Johnson County clamped down on restaurants five years ago, forcing new restaurants, big and small, to install expensive equipment to trap the grease. Some restaurant owners have fought the rules for years, and may finally be getting some regulatory relief.
Kansas City says it has seen a dramatic decrease in the number of grease clogs by taking less draconian measures focused on educating restaurant owners and their high-turnover employees.

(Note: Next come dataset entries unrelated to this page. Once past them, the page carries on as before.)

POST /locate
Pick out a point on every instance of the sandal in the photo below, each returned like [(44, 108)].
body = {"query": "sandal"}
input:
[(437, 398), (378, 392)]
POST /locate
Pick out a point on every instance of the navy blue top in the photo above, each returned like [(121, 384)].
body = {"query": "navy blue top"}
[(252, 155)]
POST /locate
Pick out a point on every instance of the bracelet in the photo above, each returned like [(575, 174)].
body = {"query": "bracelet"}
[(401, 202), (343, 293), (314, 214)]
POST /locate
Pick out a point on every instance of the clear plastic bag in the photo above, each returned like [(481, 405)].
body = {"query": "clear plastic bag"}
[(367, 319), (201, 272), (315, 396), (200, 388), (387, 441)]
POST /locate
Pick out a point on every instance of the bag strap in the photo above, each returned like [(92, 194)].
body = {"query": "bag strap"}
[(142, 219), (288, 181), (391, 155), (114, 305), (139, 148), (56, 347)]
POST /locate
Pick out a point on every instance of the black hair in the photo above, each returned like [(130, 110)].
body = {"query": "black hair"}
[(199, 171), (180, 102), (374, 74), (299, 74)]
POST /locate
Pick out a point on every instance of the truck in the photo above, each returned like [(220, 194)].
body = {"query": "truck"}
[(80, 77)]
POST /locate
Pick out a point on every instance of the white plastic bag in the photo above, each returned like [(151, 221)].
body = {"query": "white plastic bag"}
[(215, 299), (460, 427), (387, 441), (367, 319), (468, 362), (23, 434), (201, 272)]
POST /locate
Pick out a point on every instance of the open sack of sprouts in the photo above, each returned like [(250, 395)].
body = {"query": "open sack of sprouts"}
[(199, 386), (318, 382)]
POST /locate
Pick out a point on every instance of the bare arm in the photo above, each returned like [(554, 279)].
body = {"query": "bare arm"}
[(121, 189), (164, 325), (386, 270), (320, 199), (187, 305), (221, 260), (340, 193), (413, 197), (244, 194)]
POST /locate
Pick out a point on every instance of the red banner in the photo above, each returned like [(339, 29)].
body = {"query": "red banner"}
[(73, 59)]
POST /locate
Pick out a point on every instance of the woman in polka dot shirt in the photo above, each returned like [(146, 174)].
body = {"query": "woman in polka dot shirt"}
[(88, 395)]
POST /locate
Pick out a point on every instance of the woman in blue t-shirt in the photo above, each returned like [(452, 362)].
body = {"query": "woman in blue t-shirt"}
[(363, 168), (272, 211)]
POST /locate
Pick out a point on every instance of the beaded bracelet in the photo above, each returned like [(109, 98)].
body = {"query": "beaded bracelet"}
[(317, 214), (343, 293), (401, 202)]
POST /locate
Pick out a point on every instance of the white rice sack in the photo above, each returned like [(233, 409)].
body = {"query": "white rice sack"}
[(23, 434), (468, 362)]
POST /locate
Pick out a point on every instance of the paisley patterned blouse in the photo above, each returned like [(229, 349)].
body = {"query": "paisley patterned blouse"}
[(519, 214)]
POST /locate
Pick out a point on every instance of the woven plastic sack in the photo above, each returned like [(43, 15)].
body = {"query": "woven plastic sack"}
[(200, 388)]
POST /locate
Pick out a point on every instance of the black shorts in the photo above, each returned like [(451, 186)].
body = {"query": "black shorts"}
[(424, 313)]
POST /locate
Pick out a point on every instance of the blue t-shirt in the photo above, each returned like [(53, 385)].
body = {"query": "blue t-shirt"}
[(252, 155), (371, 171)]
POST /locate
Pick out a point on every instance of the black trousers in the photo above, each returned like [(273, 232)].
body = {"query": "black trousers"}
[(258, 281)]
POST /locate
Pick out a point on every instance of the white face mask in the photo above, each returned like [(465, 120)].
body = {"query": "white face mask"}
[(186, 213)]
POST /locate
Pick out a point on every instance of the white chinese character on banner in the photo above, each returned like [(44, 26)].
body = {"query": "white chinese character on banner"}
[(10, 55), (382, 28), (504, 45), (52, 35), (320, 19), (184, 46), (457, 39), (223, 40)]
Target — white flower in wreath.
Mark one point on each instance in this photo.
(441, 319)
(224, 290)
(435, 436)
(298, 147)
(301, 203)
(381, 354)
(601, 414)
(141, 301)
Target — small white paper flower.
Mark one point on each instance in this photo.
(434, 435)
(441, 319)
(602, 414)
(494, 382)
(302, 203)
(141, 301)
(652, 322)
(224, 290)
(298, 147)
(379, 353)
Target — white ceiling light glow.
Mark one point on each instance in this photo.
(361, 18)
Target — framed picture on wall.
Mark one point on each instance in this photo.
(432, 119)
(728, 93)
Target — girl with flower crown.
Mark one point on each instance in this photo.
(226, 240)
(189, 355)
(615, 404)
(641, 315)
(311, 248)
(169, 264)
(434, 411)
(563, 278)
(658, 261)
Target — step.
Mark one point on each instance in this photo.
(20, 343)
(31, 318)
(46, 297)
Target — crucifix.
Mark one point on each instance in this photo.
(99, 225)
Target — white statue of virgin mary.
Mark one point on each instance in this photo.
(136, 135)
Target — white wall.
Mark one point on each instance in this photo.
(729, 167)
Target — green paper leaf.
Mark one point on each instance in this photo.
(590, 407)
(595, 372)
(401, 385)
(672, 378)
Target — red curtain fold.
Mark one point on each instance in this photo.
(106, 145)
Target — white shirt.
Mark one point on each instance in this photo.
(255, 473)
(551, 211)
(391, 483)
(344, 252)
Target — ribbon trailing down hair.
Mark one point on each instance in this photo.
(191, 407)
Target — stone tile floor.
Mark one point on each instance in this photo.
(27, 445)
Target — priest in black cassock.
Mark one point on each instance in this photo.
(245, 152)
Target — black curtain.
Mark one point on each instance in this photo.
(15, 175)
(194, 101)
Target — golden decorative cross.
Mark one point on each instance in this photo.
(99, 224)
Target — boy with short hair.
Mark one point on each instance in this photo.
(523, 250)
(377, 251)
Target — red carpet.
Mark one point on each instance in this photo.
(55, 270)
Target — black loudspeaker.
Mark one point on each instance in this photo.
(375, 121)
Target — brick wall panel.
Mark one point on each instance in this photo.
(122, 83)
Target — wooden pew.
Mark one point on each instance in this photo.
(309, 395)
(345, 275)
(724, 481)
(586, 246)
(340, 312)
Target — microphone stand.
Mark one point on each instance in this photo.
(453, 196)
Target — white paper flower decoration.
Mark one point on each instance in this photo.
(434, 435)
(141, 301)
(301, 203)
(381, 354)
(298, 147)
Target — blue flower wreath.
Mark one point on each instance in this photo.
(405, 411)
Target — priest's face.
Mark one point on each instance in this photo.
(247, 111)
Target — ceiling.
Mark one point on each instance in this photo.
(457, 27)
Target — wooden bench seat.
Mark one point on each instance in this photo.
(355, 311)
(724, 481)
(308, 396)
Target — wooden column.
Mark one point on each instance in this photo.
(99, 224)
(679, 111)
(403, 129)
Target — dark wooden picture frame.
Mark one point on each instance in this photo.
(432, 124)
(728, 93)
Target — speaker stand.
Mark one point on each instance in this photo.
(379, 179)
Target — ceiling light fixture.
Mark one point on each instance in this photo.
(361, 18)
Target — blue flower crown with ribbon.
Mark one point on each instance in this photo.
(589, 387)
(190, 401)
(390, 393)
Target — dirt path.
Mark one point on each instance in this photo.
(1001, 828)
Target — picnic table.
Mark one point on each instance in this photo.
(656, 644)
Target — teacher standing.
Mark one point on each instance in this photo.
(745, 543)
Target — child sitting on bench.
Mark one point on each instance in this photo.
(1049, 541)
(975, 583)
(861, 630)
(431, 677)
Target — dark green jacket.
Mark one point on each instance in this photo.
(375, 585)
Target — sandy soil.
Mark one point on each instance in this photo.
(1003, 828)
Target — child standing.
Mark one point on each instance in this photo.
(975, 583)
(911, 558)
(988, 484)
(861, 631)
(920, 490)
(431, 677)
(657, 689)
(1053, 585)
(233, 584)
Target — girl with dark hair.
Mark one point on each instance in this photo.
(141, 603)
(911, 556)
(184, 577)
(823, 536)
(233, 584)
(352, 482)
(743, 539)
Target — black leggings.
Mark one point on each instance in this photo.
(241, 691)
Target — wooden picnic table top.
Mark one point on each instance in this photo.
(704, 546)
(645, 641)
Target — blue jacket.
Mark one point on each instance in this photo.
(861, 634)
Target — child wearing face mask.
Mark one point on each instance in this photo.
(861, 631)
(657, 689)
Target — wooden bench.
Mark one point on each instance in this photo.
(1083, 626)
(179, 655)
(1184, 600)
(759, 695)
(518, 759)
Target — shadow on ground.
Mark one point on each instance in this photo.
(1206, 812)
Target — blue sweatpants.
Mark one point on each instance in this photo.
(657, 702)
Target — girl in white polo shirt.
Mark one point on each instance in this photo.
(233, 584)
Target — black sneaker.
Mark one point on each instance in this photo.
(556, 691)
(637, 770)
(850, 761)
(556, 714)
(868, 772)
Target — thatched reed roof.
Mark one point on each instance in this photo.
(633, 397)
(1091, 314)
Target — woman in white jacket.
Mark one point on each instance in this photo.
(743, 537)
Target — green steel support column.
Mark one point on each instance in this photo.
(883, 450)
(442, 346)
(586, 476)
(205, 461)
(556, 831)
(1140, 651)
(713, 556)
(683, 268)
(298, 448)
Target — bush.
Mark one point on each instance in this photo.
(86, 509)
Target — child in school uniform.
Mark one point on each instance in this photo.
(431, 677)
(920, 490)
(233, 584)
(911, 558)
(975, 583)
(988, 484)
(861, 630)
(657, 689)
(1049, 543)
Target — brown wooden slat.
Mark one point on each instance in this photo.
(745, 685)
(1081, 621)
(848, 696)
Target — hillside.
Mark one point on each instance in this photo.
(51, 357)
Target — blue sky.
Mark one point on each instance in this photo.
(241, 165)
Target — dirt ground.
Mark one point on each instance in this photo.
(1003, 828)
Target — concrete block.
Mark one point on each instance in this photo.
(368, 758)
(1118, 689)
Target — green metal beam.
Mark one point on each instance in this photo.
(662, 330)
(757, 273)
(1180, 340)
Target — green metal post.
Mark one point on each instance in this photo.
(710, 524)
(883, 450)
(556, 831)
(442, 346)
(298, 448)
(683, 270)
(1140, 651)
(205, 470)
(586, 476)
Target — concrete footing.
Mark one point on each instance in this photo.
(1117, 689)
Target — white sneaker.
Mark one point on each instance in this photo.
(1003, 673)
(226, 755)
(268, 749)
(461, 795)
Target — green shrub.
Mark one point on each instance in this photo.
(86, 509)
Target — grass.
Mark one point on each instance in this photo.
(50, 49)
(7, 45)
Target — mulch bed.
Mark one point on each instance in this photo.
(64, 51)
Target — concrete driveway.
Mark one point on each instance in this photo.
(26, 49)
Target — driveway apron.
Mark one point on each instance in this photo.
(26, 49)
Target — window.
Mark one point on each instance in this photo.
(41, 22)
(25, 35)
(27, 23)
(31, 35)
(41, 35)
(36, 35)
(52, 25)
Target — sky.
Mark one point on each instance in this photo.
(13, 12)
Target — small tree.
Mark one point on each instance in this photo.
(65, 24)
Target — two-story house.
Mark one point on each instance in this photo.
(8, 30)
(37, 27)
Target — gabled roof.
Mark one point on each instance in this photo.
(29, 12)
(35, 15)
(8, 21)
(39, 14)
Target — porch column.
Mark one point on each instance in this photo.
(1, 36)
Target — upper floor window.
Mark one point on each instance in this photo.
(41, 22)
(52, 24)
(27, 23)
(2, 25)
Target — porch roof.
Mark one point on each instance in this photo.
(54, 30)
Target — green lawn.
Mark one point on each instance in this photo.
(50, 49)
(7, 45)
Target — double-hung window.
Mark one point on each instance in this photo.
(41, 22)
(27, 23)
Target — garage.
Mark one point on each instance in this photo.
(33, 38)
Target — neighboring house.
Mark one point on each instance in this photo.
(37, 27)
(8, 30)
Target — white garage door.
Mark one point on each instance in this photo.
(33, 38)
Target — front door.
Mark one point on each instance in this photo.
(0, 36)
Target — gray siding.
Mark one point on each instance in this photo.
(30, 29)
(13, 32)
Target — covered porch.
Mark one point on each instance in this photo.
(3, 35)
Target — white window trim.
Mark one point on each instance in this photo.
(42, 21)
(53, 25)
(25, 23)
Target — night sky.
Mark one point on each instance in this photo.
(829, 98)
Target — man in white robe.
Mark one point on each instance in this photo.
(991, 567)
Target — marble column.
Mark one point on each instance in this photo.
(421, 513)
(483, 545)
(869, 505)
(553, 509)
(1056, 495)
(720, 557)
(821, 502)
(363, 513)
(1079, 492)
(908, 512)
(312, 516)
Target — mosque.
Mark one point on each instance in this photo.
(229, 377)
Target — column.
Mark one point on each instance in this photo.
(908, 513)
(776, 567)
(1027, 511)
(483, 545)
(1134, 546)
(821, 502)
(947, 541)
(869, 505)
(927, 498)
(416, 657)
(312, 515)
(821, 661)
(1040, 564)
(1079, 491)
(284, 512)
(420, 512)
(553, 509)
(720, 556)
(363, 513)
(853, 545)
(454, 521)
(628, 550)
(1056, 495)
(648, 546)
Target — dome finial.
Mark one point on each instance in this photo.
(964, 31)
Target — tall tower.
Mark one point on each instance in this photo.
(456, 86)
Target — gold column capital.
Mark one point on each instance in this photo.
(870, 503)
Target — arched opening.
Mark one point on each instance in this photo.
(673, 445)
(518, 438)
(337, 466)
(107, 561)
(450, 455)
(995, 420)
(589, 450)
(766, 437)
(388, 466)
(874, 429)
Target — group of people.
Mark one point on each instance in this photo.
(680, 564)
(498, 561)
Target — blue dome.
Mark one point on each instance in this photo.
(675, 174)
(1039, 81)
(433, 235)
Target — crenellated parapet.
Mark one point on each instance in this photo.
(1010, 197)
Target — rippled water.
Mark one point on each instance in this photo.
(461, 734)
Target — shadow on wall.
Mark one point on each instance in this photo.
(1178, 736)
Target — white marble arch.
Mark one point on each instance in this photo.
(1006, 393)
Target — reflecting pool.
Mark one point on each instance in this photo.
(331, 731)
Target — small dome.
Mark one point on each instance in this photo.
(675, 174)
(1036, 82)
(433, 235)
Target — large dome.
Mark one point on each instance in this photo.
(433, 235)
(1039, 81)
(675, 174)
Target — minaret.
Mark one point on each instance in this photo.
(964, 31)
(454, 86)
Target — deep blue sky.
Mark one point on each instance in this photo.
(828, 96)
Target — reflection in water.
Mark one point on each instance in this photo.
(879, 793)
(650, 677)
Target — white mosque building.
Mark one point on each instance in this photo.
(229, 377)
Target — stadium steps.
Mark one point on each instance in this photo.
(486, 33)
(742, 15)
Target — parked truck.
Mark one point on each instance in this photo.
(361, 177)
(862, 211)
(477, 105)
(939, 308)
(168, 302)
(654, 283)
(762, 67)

In Johnson County, it’s estimated that 270,000 restaurant meals are eaten each day.
Nationally, the eat-out industry will generate $537 billion in gross sales this year, said Don Sayler, chief executive officer of the Kansas Restaurant and Hospitality Association.
Nearly half of every dollar we spend on food today will end up in a restaurant’s cash register.
“Managing grease is a huge problem,” he said.
The “Mount Vesuvius of grease,” as Betros described the 1998 eruption, was the single incident that sparked Johnson County to revisit its grease problem.
It left a wooded area about the size of two basketball courts coated in a rank blanket of fats, oils, grease and waste, said Darrell Thornbrough, the county’s assistant director of wastewater collection.
About the same time, major cities across the country awakened to a sober prognosis that their sewer lines are prime candidates for grease clog angioplasty.
The Environmental Protection Agency estimates that nearly half of all sewage blocks are caused by grease and has fined several communities for overflows.
In 2003 the National Association of Clean Water Agencies estimated there were 138,000 sewer overflows caused by grease blockages. The average spill is about 3,700 gallons, spokeswoman Susan Bruninga said. The annual cleanup cost? $750 million.
With no federal oversight, local governments are left to solve their own grease problems, even if they don’t fully know how they are caused.